There was nothing subtle about this change.
Three weeks after promising subtle changes to an offense that has struggled mightily throughout the season, and just days after that offense laid yet another embarrassing egg in a loss at Cal, Colorado head coach Karl Dorrell finally shuffled the deck with his beleaguered offense.
Early this week, CU made official news that had been circulating pretty much before the Buffaloes’ plane arrived from Berkeley, announcing the firing of offensive line coach Mitch Rodrigue.
By his own admission, Rodrigue had been “on vacation for two years,” before landing at CU in the spring of 2020, as was his description of his coaching job at Spanish Fort High School in Alabama. Given the curious regression of a veteran offensive line under Rodrigue’s watch, Buffs fans might be wondering if that vacation was quietly extended over the past two years.
What impact Rodrigue’s midseason firing will have on the struggling Buffs is unclear. Youngsters still discovering their coaching chops, quality control coach William Vlachos and graduate assistant Donovan Williams, are taking the reins up front for the remainder of the season. And whoever is next in line at offensive line coach will have a big mess to clean up, quite likely with many of the same players.
What made Dorrell believe Rodrigue was a good fit in Boulder in the first place could give Buffs fans reason to hesitate about being confident in his next choice. Granted, Dorrell’s late hiring in February of 2020 put him in a slight bind when former offensive line coach Chris Kapilovic followed Mel Tucker to Michigan State. The pool of potential coaches is much thinner in late February than it is when the coaching carousel is truly spinning in December and January. Regardless of who Dorrell ultimately settled upon, he might not have checked every box as Dorrell’s ideal candidate.

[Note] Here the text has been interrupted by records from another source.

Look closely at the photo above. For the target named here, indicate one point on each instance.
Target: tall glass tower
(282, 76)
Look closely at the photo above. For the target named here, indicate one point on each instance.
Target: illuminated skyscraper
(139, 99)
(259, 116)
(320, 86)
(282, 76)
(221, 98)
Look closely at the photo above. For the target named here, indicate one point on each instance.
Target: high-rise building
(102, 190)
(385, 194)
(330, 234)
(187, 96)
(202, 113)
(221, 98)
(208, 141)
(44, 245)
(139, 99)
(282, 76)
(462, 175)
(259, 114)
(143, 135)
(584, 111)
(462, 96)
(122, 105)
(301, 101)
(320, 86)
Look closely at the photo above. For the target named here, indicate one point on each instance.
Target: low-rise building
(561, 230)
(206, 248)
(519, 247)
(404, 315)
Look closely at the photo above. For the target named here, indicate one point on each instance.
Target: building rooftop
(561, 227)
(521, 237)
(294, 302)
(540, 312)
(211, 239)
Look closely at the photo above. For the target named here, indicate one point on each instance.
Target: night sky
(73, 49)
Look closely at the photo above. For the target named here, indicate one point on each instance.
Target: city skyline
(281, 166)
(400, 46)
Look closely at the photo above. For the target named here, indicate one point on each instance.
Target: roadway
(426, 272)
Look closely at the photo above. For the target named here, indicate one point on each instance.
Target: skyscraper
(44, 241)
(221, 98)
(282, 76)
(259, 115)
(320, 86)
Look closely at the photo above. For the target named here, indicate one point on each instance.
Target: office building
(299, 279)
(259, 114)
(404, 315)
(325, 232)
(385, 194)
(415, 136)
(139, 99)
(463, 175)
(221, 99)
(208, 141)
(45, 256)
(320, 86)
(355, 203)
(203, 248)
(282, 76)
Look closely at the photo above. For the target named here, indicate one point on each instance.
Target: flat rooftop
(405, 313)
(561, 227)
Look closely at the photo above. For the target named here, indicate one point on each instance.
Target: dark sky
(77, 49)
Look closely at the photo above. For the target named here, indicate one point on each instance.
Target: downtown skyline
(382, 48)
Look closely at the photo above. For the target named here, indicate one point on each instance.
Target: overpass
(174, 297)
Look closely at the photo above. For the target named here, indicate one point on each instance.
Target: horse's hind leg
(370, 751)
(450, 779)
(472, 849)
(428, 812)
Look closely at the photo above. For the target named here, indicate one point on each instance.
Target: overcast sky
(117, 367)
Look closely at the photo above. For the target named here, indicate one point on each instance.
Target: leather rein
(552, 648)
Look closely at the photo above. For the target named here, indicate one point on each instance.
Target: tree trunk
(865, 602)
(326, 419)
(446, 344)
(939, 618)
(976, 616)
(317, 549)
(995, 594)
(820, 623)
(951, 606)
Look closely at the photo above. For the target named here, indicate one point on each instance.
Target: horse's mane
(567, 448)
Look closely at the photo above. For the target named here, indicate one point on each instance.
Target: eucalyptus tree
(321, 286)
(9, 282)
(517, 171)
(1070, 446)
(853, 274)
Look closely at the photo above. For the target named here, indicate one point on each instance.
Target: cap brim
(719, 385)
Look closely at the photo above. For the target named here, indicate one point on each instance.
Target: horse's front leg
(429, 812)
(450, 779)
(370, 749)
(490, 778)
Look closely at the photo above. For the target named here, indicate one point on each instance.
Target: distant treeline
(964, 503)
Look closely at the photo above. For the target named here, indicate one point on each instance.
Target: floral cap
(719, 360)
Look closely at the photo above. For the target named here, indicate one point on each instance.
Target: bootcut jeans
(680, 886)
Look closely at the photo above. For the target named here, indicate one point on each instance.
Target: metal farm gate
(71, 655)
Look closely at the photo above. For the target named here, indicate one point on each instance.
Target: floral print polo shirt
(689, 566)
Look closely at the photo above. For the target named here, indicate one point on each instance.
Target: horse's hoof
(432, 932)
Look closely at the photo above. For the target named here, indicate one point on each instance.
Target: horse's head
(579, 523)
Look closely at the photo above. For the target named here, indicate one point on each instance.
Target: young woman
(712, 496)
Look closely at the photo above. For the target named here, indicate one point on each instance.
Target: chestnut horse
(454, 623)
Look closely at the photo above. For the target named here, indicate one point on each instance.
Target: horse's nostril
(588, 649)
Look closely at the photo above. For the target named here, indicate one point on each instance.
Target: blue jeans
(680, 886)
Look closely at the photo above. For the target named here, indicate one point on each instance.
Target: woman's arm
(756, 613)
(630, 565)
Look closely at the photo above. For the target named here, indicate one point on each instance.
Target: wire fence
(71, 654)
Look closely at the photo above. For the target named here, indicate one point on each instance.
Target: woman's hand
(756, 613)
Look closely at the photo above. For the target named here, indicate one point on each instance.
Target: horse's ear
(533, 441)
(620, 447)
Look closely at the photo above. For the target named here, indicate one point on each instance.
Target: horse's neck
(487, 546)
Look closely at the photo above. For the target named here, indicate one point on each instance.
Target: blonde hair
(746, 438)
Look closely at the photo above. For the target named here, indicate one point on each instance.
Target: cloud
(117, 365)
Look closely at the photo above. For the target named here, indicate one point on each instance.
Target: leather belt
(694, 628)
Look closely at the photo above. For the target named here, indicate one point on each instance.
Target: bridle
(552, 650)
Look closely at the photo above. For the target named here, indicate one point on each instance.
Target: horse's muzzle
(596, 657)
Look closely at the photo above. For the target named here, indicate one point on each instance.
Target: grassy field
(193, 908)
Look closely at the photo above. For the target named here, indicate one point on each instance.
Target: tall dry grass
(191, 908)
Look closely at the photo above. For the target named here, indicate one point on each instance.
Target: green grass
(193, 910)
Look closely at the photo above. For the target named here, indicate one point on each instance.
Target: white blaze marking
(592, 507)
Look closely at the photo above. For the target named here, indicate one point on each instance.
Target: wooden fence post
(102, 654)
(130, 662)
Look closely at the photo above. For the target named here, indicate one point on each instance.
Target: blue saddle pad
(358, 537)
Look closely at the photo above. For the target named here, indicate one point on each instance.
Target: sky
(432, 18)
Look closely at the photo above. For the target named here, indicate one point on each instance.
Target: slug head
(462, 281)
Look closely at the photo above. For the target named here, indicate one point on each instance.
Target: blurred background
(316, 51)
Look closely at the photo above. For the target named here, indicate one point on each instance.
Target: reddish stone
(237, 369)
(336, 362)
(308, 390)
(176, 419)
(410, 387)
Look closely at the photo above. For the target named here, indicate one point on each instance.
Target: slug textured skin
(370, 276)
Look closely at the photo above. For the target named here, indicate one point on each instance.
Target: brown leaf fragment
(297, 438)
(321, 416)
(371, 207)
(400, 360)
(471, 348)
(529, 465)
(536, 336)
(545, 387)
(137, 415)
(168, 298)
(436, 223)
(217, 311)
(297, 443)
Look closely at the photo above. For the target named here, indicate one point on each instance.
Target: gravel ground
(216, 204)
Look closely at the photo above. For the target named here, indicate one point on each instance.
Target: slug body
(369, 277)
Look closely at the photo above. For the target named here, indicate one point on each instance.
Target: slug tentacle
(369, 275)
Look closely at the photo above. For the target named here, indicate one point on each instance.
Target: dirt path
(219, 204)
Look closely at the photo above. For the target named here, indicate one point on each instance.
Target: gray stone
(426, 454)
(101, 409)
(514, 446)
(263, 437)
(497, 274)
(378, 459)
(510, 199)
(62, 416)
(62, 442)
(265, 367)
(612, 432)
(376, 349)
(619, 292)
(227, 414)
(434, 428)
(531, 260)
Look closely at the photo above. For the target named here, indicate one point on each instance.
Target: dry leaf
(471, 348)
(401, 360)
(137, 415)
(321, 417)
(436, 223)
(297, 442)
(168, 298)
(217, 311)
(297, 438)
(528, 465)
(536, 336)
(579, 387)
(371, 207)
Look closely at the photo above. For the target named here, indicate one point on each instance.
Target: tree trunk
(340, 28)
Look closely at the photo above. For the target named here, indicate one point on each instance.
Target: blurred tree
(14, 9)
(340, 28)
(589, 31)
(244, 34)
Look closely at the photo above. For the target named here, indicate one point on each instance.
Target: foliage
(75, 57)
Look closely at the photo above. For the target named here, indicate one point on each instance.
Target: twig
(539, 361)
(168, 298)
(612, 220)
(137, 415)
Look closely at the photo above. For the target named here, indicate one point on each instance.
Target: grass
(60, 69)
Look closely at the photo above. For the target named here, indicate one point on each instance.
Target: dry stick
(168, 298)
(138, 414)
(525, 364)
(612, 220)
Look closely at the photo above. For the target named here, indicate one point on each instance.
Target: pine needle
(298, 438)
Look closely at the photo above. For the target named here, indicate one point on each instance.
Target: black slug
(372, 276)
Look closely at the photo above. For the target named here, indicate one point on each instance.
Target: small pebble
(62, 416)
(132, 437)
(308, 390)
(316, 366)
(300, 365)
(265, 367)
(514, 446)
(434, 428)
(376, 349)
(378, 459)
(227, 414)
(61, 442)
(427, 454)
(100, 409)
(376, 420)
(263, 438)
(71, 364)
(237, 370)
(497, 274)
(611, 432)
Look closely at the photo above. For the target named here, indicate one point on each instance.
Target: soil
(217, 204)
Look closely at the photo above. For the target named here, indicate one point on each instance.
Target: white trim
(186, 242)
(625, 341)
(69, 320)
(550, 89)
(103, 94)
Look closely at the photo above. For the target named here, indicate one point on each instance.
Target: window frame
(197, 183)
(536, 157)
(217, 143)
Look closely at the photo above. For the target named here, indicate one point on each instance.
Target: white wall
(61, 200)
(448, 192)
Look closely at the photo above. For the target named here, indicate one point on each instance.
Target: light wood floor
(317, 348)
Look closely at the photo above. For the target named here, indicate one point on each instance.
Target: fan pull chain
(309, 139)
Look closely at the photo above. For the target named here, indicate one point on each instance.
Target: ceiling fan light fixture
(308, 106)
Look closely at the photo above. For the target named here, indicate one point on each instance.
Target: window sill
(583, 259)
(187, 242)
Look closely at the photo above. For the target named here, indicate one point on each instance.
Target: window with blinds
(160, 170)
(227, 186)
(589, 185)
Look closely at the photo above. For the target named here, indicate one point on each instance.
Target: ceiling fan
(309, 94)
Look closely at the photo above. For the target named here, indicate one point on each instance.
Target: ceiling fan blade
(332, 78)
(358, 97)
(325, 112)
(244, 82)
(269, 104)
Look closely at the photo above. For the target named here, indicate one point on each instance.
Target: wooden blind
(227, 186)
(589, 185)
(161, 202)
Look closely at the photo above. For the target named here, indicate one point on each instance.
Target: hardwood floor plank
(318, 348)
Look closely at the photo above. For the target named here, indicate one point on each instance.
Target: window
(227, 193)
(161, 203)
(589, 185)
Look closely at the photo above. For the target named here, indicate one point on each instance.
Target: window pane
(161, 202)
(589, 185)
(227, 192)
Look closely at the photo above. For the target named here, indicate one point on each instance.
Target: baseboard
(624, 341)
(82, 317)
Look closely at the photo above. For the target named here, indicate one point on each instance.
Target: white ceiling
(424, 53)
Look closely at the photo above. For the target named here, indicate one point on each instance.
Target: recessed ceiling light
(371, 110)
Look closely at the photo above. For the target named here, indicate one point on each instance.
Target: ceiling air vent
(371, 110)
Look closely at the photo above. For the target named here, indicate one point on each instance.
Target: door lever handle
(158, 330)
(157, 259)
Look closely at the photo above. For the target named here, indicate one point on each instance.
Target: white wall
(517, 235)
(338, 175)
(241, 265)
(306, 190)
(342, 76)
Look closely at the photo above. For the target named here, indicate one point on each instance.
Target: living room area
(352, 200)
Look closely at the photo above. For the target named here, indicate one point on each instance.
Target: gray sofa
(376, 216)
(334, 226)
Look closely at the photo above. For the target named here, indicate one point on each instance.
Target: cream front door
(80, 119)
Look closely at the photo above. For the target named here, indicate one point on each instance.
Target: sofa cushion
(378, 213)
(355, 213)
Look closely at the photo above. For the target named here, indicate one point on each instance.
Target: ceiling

Still, such stark philosophical and fundamental differences should have been taken seriously much sooner, even if last year’s surprising 4-0 start glossed over the issues brewing in the background. Rodrigue boasted shortly after his arrival he essentially was going to have to re-teach CU’s linemen many of the techniques and calls that led to 1,804 rushing yards (150.3 per game, 4.1 per attempt) in 2019.
In that regard, Rodrigue’s tenure was a resounding success. Despite experience across the bulk of the line, the Buffs have been unable to protect quarterback Brendon Lewis or make holes for a running back duo with proven track records in Jarek Broussard and Alex Fontenot. It’s startling that just days after letting the youngsters take over the management of the offensive line, Dorrell told reporters, “They (the linemen) all expressed to me that they’re learning more in the last couple of days than they have been in quite some time.”
Certainly that’s good news, but it’s also a harsh comment on Rodrigue. Perhaps Dorrell felt the financial constraints of possibly removing any of his assistants last summer (CU still would have owed Rodrigue $400,000 for the second year of his contract), yet that doesn’t explain Dorrell’s hesitancy at making this move three weeks earlier, at the beginning of a bye week.
Asked this week about that decision, Dorrell replied:
“We didn’t do it then because I wanted our staff in that bye week to kind of go through the details of improving their position and their players, specifically. So that was the time that was well-allotted to do. We did see those levels of improvement in the Arizona game. I felt that our team overall in all three phases played well. What happened last week (at Cal) was something that it just, in my opinion, it came up one more time too many. Just the way we had an inefficiency at the start of the game. We were struggling in protection. Things that I felt that we had some opportunities to correct when we did it in the bye week. It seemed like it didn’t quite get remedied in a way that it should have been. That’s what led me to make the decision now.”
Thing is, even if Rodrigue had been let go at the start of the bye, the Buffs probably handle Arizona just the same. The offense did little of note until CU’s defense and special teams provided a comfortable lead. Would it have changed things at Cal? Pure speculation, except that it probably wouldn’t have been worse.
To Vlachos and Williams: Good luck, young men. If you can get this line rolling over the last five games, your coaching resumes might be set for life.